When I was growing up, I can't say that Central Massachusetts was exactly rural, but there was a great deal more countryside around that was not yet filled up with suburban developments and shopping malls. And one of the things my city boy (Worcester) father and CITY GIRL (CHICAGO) mother liked to do on a summer's evening or a Sunday afternoon was load the kid in the car and "take a spin" out to the country.
In the city, we got to smell things like newly tarred roads, creosote on telephone polls, garbage trucks, diesel bus fumes, and nature's own cut grass, lilacs, and peonies.
In the country, you still got the newly tarred roads, but you also got dairy farm, chicken farm, and pig farm.
We never thought to roll up the windows when we passed by. Country smell was one of the reasons we took a spin out that way. If nothing else, it was one more reason we were happy to be city people.
But, of course, this was way before the advent of the factory farm (at least in Worcester County). Dairy farms, chicken farms, and pig farms were small.
In any case, I was interested in an article in last week's Boston Globe on a controversy taking place in Tewksbury, a town about 30 miles north of here, where "a fight over a pig farm's stench has the community in an uproar, frustrating public officials and turning neighbors into bitter enemies."
My first thought as I began reading the article was, typical.
People move out to "the country", where they find houses that are cheaper than they would in either city or near burb - and one reason they're cheaper is that there are things like pig farms there.
And the article reinforced this perception:
Some complaints come from residents at a luxury subdivision next to the farm, even though the people who live there signed a legal document recognizing the farm's existence at the time of purchase and the pig farm was there long before the residents..
But then I checked out chief complainer David Powers' website, the pungently named Tewksburyodor.org, and it appears that there may be more to this than meets the nose.
A few years ago, Powers noticed that the smell from a nearby farm was getting a lot worse, and he smelled a rat. Errrrrr, a pig. Make that lots of pigs.
Powers started sleuthing around and realized that one of the largest pig farms in the town had expanded its operations.
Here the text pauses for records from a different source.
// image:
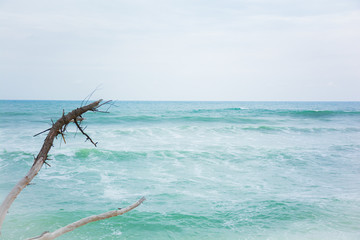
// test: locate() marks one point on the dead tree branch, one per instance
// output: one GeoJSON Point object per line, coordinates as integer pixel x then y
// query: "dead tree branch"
{"type": "Point", "coordinates": [48, 236]}
{"type": "Point", "coordinates": [57, 128]}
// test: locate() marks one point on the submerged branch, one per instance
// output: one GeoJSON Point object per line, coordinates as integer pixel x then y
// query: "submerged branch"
{"type": "Point", "coordinates": [84, 221]}
{"type": "Point", "coordinates": [57, 128]}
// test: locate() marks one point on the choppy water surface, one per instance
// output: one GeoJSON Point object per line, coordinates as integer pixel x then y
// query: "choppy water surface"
{"type": "Point", "coordinates": [209, 170]}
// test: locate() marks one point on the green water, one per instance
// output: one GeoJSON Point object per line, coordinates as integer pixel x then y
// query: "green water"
{"type": "Point", "coordinates": [209, 170]}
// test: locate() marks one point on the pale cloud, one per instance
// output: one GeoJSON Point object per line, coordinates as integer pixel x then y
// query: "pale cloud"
{"type": "Point", "coordinates": [181, 50]}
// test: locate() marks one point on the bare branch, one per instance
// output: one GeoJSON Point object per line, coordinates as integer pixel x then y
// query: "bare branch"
{"type": "Point", "coordinates": [56, 128]}
{"type": "Point", "coordinates": [42, 132]}
{"type": "Point", "coordinates": [84, 221]}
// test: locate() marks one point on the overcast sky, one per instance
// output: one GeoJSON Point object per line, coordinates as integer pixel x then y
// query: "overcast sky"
{"type": "Point", "coordinates": [180, 49]}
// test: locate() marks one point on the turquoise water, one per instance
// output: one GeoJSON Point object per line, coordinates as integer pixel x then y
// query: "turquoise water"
{"type": "Point", "coordinates": [209, 170]}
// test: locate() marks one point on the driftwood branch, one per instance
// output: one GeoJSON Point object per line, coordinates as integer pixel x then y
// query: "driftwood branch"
{"type": "Point", "coordinates": [57, 128]}
{"type": "Point", "coordinates": [52, 235]}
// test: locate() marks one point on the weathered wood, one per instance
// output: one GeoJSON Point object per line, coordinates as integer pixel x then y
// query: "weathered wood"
{"type": "Point", "coordinates": [43, 154]}
{"type": "Point", "coordinates": [82, 222]}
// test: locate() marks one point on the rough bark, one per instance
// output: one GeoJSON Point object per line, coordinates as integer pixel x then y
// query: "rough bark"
{"type": "Point", "coordinates": [58, 128]}
{"type": "Point", "coordinates": [82, 222]}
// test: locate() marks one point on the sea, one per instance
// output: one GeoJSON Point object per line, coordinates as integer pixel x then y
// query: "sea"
{"type": "Point", "coordinates": [208, 170]}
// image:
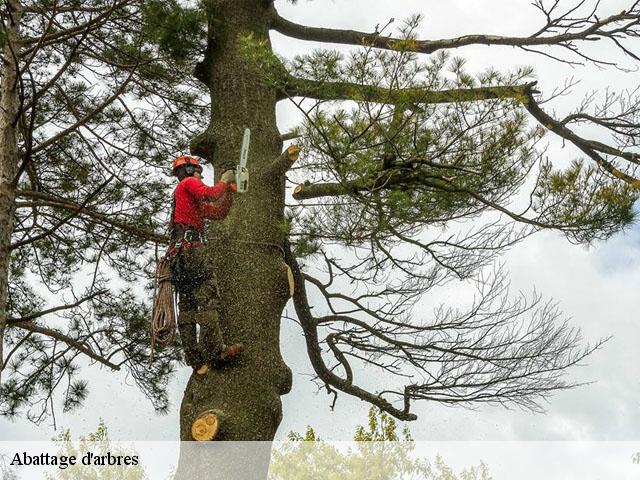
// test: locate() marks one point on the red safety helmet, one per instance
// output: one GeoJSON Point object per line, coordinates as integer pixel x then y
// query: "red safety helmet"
{"type": "Point", "coordinates": [185, 160]}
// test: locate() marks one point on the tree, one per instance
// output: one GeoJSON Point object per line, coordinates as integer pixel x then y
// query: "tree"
{"type": "Point", "coordinates": [89, 100]}
{"type": "Point", "coordinates": [419, 146]}
{"type": "Point", "coordinates": [380, 452]}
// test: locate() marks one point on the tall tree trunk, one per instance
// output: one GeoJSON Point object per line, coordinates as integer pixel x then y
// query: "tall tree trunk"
{"type": "Point", "coordinates": [9, 161]}
{"type": "Point", "coordinates": [246, 248]}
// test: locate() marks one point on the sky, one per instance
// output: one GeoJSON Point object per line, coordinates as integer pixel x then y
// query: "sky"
{"type": "Point", "coordinates": [595, 287]}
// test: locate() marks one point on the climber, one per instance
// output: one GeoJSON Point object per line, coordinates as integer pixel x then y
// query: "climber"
{"type": "Point", "coordinates": [192, 272]}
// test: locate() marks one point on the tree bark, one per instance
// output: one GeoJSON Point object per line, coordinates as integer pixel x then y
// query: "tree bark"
{"type": "Point", "coordinates": [9, 157]}
{"type": "Point", "coordinates": [247, 248]}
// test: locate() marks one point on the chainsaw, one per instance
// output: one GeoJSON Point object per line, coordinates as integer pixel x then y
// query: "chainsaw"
{"type": "Point", "coordinates": [242, 174]}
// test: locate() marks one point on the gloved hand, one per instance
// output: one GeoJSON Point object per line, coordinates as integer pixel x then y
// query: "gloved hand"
{"type": "Point", "coordinates": [228, 177]}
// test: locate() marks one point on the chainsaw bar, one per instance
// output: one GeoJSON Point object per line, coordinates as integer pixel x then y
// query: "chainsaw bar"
{"type": "Point", "coordinates": [242, 174]}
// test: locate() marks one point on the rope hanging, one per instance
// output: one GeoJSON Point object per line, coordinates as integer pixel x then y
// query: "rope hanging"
{"type": "Point", "coordinates": [163, 320]}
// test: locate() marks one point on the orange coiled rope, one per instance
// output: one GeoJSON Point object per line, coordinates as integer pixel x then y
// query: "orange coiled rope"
{"type": "Point", "coordinates": [163, 319]}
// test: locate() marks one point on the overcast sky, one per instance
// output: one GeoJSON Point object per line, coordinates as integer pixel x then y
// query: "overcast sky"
{"type": "Point", "coordinates": [597, 287]}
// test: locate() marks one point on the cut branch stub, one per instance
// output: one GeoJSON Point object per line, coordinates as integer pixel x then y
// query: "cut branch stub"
{"type": "Point", "coordinates": [206, 426]}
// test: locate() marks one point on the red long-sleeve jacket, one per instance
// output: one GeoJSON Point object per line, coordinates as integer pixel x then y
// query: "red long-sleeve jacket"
{"type": "Point", "coordinates": [192, 202]}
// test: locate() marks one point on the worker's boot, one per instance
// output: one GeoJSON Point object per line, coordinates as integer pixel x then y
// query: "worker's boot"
{"type": "Point", "coordinates": [189, 338]}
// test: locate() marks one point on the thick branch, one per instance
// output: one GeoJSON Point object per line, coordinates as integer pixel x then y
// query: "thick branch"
{"type": "Point", "coordinates": [300, 87]}
{"type": "Point", "coordinates": [593, 29]}
{"type": "Point", "coordinates": [589, 147]}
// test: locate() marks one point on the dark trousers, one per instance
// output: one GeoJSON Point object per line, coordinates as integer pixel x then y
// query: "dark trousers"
{"type": "Point", "coordinates": [198, 304]}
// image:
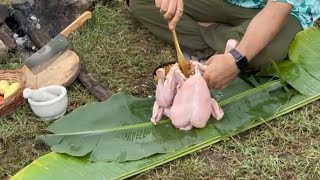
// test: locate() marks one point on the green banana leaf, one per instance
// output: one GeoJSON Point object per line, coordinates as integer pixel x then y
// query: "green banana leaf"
{"type": "Point", "coordinates": [245, 109]}
{"type": "Point", "coordinates": [121, 129]}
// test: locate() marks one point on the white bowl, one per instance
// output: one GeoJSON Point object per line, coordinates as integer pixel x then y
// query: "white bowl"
{"type": "Point", "coordinates": [52, 109]}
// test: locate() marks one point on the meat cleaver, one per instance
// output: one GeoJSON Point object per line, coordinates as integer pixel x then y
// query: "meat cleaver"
{"type": "Point", "coordinates": [54, 48]}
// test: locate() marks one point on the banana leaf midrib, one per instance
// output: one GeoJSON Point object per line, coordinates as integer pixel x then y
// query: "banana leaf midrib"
{"type": "Point", "coordinates": [272, 84]}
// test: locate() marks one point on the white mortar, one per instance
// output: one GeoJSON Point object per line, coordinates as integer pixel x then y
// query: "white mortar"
{"type": "Point", "coordinates": [54, 108]}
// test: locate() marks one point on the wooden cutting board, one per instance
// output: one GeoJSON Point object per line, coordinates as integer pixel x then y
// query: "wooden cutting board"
{"type": "Point", "coordinates": [63, 71]}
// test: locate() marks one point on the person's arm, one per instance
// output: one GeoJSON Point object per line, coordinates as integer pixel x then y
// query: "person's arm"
{"type": "Point", "coordinates": [263, 28]}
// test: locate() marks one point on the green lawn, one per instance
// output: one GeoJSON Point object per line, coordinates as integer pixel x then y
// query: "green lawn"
{"type": "Point", "coordinates": [121, 52]}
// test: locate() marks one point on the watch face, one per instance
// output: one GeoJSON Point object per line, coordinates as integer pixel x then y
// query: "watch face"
{"type": "Point", "coordinates": [241, 61]}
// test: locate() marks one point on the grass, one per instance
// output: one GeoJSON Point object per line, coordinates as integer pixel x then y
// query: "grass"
{"type": "Point", "coordinates": [118, 50]}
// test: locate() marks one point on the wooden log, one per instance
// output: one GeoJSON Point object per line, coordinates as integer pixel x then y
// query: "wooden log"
{"type": "Point", "coordinates": [6, 37]}
{"type": "Point", "coordinates": [38, 37]}
{"type": "Point", "coordinates": [97, 89]}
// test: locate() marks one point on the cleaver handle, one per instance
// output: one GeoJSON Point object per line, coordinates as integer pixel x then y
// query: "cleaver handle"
{"type": "Point", "coordinates": [76, 23]}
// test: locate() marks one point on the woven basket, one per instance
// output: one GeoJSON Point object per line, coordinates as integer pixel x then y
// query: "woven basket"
{"type": "Point", "coordinates": [16, 99]}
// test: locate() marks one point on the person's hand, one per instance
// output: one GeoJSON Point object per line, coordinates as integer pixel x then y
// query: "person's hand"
{"type": "Point", "coordinates": [221, 70]}
{"type": "Point", "coordinates": [171, 10]}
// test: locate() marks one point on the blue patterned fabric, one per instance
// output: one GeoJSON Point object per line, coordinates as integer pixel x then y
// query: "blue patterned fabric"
{"type": "Point", "coordinates": [307, 11]}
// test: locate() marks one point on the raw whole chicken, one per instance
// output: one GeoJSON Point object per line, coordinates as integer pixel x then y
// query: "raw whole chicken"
{"type": "Point", "coordinates": [188, 104]}
{"type": "Point", "coordinates": [186, 101]}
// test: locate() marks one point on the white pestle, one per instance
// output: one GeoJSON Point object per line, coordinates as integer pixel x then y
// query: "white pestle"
{"type": "Point", "coordinates": [38, 95]}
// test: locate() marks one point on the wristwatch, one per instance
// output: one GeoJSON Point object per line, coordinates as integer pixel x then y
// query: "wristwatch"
{"type": "Point", "coordinates": [242, 61]}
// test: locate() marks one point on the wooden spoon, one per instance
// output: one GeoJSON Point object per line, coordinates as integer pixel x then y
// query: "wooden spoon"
{"type": "Point", "coordinates": [183, 64]}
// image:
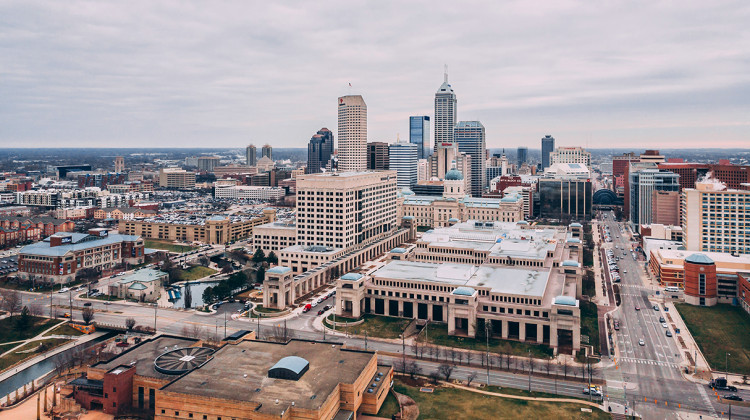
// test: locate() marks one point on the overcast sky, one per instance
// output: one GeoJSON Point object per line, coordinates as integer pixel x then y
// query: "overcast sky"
{"type": "Point", "coordinates": [223, 74]}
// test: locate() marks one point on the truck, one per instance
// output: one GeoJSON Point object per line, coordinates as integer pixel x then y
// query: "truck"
{"type": "Point", "coordinates": [721, 385]}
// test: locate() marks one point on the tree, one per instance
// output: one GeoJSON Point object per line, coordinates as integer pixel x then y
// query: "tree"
{"type": "Point", "coordinates": [259, 256]}
{"type": "Point", "coordinates": [87, 314]}
{"type": "Point", "coordinates": [445, 370]}
{"type": "Point", "coordinates": [11, 301]}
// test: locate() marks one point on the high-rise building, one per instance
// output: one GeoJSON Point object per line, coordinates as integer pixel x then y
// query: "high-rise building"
{"type": "Point", "coordinates": [471, 141]}
{"type": "Point", "coordinates": [419, 134]}
{"type": "Point", "coordinates": [119, 164]}
{"type": "Point", "coordinates": [352, 150]}
{"type": "Point", "coordinates": [267, 151]}
{"type": "Point", "coordinates": [715, 218]}
{"type": "Point", "coordinates": [251, 155]}
{"type": "Point", "coordinates": [377, 156]}
{"type": "Point", "coordinates": [548, 145]}
{"type": "Point", "coordinates": [445, 114]}
{"type": "Point", "coordinates": [403, 158]}
{"type": "Point", "coordinates": [319, 151]}
{"type": "Point", "coordinates": [571, 155]}
{"type": "Point", "coordinates": [367, 203]}
{"type": "Point", "coordinates": [643, 183]}
{"type": "Point", "coordinates": [522, 156]}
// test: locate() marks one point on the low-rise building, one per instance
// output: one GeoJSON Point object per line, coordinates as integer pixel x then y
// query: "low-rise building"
{"type": "Point", "coordinates": [142, 285]}
{"type": "Point", "coordinates": [57, 258]}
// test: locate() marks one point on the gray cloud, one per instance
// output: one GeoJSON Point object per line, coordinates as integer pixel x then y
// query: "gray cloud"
{"type": "Point", "coordinates": [224, 74]}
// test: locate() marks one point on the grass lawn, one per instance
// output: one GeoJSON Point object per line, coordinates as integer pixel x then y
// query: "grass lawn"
{"type": "Point", "coordinates": [64, 329]}
{"type": "Point", "coordinates": [719, 330]}
{"type": "Point", "coordinates": [376, 326]}
{"type": "Point", "coordinates": [590, 323]}
{"type": "Point", "coordinates": [13, 358]}
{"type": "Point", "coordinates": [167, 246]}
{"type": "Point", "coordinates": [196, 272]}
{"type": "Point", "coordinates": [389, 407]}
{"type": "Point", "coordinates": [438, 334]}
{"type": "Point", "coordinates": [9, 331]}
{"type": "Point", "coordinates": [444, 403]}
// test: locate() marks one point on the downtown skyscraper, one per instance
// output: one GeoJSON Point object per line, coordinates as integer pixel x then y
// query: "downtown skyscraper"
{"type": "Point", "coordinates": [352, 150]}
{"type": "Point", "coordinates": [445, 113]}
{"type": "Point", "coordinates": [319, 151]}
{"type": "Point", "coordinates": [419, 134]}
{"type": "Point", "coordinates": [471, 141]}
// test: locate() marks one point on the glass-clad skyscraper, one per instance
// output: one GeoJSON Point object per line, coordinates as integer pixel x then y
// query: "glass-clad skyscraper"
{"type": "Point", "coordinates": [419, 134]}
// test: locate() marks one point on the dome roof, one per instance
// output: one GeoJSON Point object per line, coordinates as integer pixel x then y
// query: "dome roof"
{"type": "Point", "coordinates": [453, 175]}
{"type": "Point", "coordinates": [699, 259]}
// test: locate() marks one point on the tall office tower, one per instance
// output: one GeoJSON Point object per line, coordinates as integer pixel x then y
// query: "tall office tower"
{"type": "Point", "coordinates": [643, 183]}
{"type": "Point", "coordinates": [119, 164]}
{"type": "Point", "coordinates": [571, 155]}
{"type": "Point", "coordinates": [548, 145]}
{"type": "Point", "coordinates": [403, 158]}
{"type": "Point", "coordinates": [522, 155]}
{"type": "Point", "coordinates": [470, 138]}
{"type": "Point", "coordinates": [445, 114]}
{"type": "Point", "coordinates": [367, 201]}
{"type": "Point", "coordinates": [352, 151]}
{"type": "Point", "coordinates": [377, 155]}
{"type": "Point", "coordinates": [715, 219]}
{"type": "Point", "coordinates": [319, 151]}
{"type": "Point", "coordinates": [251, 155]}
{"type": "Point", "coordinates": [267, 151]}
{"type": "Point", "coordinates": [419, 134]}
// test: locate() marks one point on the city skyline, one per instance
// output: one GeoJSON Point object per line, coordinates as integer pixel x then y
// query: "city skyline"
{"type": "Point", "coordinates": [85, 76]}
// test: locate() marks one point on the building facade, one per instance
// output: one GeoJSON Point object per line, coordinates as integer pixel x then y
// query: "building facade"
{"type": "Point", "coordinates": [419, 134]}
{"type": "Point", "coordinates": [352, 123]}
{"type": "Point", "coordinates": [403, 158]}
{"type": "Point", "coordinates": [470, 137]}
{"type": "Point", "coordinates": [377, 156]}
{"type": "Point", "coordinates": [319, 151]}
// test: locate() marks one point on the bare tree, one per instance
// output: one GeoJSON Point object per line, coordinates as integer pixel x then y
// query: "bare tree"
{"type": "Point", "coordinates": [130, 324]}
{"type": "Point", "coordinates": [87, 313]}
{"type": "Point", "coordinates": [445, 370]}
{"type": "Point", "coordinates": [11, 301]}
{"type": "Point", "coordinates": [413, 369]}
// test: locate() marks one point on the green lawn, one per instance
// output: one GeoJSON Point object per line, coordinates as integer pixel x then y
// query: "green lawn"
{"type": "Point", "coordinates": [376, 326]}
{"type": "Point", "coordinates": [590, 323]}
{"type": "Point", "coordinates": [196, 272]}
{"type": "Point", "coordinates": [167, 246]}
{"type": "Point", "coordinates": [15, 357]}
{"type": "Point", "coordinates": [719, 330]}
{"type": "Point", "coordinates": [389, 407]}
{"type": "Point", "coordinates": [438, 334]}
{"type": "Point", "coordinates": [444, 403]}
{"type": "Point", "coordinates": [64, 329]}
{"type": "Point", "coordinates": [10, 332]}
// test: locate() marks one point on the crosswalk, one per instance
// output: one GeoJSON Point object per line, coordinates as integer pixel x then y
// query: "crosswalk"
{"type": "Point", "coordinates": [648, 362]}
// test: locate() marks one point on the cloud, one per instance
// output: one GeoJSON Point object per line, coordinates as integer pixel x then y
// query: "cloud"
{"type": "Point", "coordinates": [224, 74]}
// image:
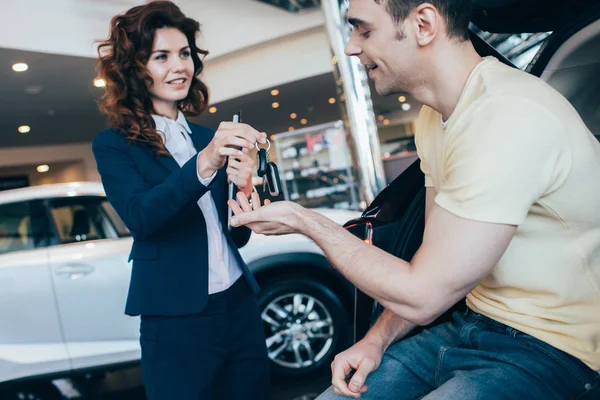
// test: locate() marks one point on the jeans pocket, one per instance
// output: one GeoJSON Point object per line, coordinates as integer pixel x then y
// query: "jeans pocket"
{"type": "Point", "coordinates": [573, 365]}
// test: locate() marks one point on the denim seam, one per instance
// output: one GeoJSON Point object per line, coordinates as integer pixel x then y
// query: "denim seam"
{"type": "Point", "coordinates": [554, 358]}
{"type": "Point", "coordinates": [594, 384]}
{"type": "Point", "coordinates": [439, 366]}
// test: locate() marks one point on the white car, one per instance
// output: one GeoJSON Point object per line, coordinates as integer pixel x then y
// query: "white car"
{"type": "Point", "coordinates": [64, 276]}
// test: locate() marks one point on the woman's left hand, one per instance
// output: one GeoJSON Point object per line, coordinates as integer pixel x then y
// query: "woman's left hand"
{"type": "Point", "coordinates": [239, 171]}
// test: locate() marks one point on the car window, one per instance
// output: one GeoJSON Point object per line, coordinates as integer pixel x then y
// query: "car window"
{"type": "Point", "coordinates": [520, 48]}
{"type": "Point", "coordinates": [118, 223]}
{"type": "Point", "coordinates": [79, 219]}
{"type": "Point", "coordinates": [23, 226]}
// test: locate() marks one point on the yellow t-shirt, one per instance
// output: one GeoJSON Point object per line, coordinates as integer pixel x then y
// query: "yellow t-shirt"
{"type": "Point", "coordinates": [516, 152]}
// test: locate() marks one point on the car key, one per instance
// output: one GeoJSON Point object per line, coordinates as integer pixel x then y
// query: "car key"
{"type": "Point", "coordinates": [273, 179]}
{"type": "Point", "coordinates": [262, 163]}
{"type": "Point", "coordinates": [232, 189]}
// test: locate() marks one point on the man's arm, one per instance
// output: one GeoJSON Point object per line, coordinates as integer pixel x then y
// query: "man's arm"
{"type": "Point", "coordinates": [455, 256]}
{"type": "Point", "coordinates": [389, 327]}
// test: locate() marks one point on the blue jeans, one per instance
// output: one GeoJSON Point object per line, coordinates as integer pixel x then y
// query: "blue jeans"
{"type": "Point", "coordinates": [476, 358]}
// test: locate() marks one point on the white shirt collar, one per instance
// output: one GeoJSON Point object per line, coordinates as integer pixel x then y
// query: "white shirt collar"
{"type": "Point", "coordinates": [161, 122]}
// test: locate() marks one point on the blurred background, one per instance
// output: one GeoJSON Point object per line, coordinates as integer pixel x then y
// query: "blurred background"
{"type": "Point", "coordinates": [63, 250]}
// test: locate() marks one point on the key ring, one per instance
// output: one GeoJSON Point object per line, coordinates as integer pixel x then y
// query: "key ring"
{"type": "Point", "coordinates": [267, 149]}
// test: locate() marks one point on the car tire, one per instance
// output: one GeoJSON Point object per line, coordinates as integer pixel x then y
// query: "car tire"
{"type": "Point", "coordinates": [304, 323]}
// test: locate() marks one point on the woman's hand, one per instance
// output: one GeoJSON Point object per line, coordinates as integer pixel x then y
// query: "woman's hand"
{"type": "Point", "coordinates": [229, 140]}
{"type": "Point", "coordinates": [280, 218]}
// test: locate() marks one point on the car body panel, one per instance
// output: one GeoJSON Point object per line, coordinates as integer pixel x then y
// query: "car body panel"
{"type": "Point", "coordinates": [31, 340]}
{"type": "Point", "coordinates": [74, 294]}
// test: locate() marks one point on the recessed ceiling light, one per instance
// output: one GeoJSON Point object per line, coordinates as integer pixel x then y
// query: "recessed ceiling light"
{"type": "Point", "coordinates": [20, 67]}
{"type": "Point", "coordinates": [37, 89]}
{"type": "Point", "coordinates": [99, 82]}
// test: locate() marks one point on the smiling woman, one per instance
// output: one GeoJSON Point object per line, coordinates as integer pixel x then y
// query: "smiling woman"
{"type": "Point", "coordinates": [167, 179]}
{"type": "Point", "coordinates": [133, 65]}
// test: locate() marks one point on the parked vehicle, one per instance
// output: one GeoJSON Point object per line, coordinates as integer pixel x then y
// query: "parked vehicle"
{"type": "Point", "coordinates": [64, 276]}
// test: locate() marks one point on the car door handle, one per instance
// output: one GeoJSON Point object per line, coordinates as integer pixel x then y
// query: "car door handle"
{"type": "Point", "coordinates": [74, 272]}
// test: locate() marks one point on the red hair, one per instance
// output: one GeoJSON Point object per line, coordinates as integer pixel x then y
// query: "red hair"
{"type": "Point", "coordinates": [122, 62]}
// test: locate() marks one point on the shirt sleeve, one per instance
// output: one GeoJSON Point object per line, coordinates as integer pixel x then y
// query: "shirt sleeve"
{"type": "Point", "coordinates": [420, 132]}
{"type": "Point", "coordinates": [506, 156]}
{"type": "Point", "coordinates": [204, 181]}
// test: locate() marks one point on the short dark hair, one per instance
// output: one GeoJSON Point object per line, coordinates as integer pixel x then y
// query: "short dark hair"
{"type": "Point", "coordinates": [457, 13]}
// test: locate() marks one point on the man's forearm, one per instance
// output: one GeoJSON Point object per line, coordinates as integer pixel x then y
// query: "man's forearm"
{"type": "Point", "coordinates": [388, 329]}
{"type": "Point", "coordinates": [386, 278]}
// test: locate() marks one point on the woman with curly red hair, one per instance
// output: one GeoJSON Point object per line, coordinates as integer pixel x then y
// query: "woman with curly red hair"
{"type": "Point", "coordinates": [167, 178]}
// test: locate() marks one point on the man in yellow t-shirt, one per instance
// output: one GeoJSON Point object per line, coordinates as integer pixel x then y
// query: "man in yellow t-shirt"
{"type": "Point", "coordinates": [512, 223]}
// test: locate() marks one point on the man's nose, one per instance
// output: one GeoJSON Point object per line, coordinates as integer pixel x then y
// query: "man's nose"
{"type": "Point", "coordinates": [352, 49]}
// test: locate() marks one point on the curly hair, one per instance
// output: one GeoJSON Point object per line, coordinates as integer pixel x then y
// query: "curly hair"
{"type": "Point", "coordinates": [122, 62]}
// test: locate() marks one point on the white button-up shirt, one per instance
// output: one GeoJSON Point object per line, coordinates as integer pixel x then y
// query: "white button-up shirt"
{"type": "Point", "coordinates": [223, 269]}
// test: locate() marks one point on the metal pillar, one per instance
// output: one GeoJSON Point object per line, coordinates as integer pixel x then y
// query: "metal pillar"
{"type": "Point", "coordinates": [355, 99]}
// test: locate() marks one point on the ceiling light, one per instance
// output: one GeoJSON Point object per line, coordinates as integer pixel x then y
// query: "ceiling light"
{"type": "Point", "coordinates": [37, 89]}
{"type": "Point", "coordinates": [99, 82]}
{"type": "Point", "coordinates": [20, 67]}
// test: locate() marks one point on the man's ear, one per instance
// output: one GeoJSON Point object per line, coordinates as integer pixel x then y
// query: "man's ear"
{"type": "Point", "coordinates": [427, 20]}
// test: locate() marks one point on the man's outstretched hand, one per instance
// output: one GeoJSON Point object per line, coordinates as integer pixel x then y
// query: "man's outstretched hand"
{"type": "Point", "coordinates": [281, 218]}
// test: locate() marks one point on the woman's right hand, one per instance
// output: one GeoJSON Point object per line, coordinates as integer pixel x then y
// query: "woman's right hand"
{"type": "Point", "coordinates": [228, 140]}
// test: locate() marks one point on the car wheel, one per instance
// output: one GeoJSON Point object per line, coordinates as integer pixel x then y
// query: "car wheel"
{"type": "Point", "coordinates": [303, 322]}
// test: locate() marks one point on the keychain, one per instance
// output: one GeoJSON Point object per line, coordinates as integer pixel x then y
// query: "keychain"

He can't figure out the exact number of pigs that are now down on the farm, because:
Local health officials refuse to give information about the number of pigs on Krochmal Farm, saying to release that information violates Homeland Security rules protecting the secrecy of the nation's food supply.
I, for one, am sleeping more safely knowing that the country is "protecting the secrecy of the nation's food supply," but the number of pigs on what has become something of a factory farm is estimated at 900 poor swine which:
live in a barn perched atop a 500,000 gallon manure pit, all of which sits a light breeze away from vast tracts of ranch houses and minimansions.
According to Powers' website:
The odor problems worsened, according to many neighbors, about three years ago after the construction of a large pig confinement and waste storage structure which the Mass. Dept. of Agricultural Resources admits is "not prevalent in Massachusetts where pig farms are generally smaller". This building has large fans which force the gases that emanate from the pigs' waste into the air of a suburban residential neighborhood. This waste is kept directly below the pigs in a large, storage tank that can hold almost a HALF MILLION GALLONS OF WASTE near wetlands and only a matter of feet from homes. The fans keep the pigs from being asphyxiated and poisoned by these gases, and the neighbors pay the price.
And one of the nubs of the matter is that Krochmal farm didn't get the required permits to build this structure.
So Powers et al are advocating for a new set of rules.
The new rules would require swine farmers to get a permit from a newly established authority. They would also be asked to file manure management, pest control, and environmental plans with the town. Problems, including vile odors, would be reviewed by the new permitting authority, which could revoke a pig farmer's permit....
The new rules would counter the current state law, which holds that:
...the smells emanating from farms "engaged in generally accepted farming procedures" are exempt from state nuisance laws. This includes smells from pig and cow farms. (Source: Boston Globe article cited above.)
In this corner: the farmers who are just trying to make a living - and big, factory-type barns (with the attendant manure reservoirs) are the means to making a better living. And on their side, the argument that they were here first.
In the other corner: suburbanites who thought they were getting some 'breathe deeply, we're in the country" sort of smell - but who are now getting the "quick, close the windows, this place stinks!" sort of smell. On their side, this little pig farm just got bigger - and the research that Powers has compiled on ways to run a less odiferous pig farm.
But what's my favorite aspect of this story - at least so far?
At the bottom of the Globe story, third on the list of Google ads - right behind how to reduce belly fat (you pig!), and how to get a farm grant (live high on the hog off the taxpayer", is an ad from GoVeg.com:
Keep Pork off Your Fork
Check out our list of the Top 10 reasons not to eat pigs.
Now, if I gave any more thought to pig farms, I would not doubt be going veg. But that would mean doing without occasionally bringing home the bacon and making myself a good old fashioned BLT.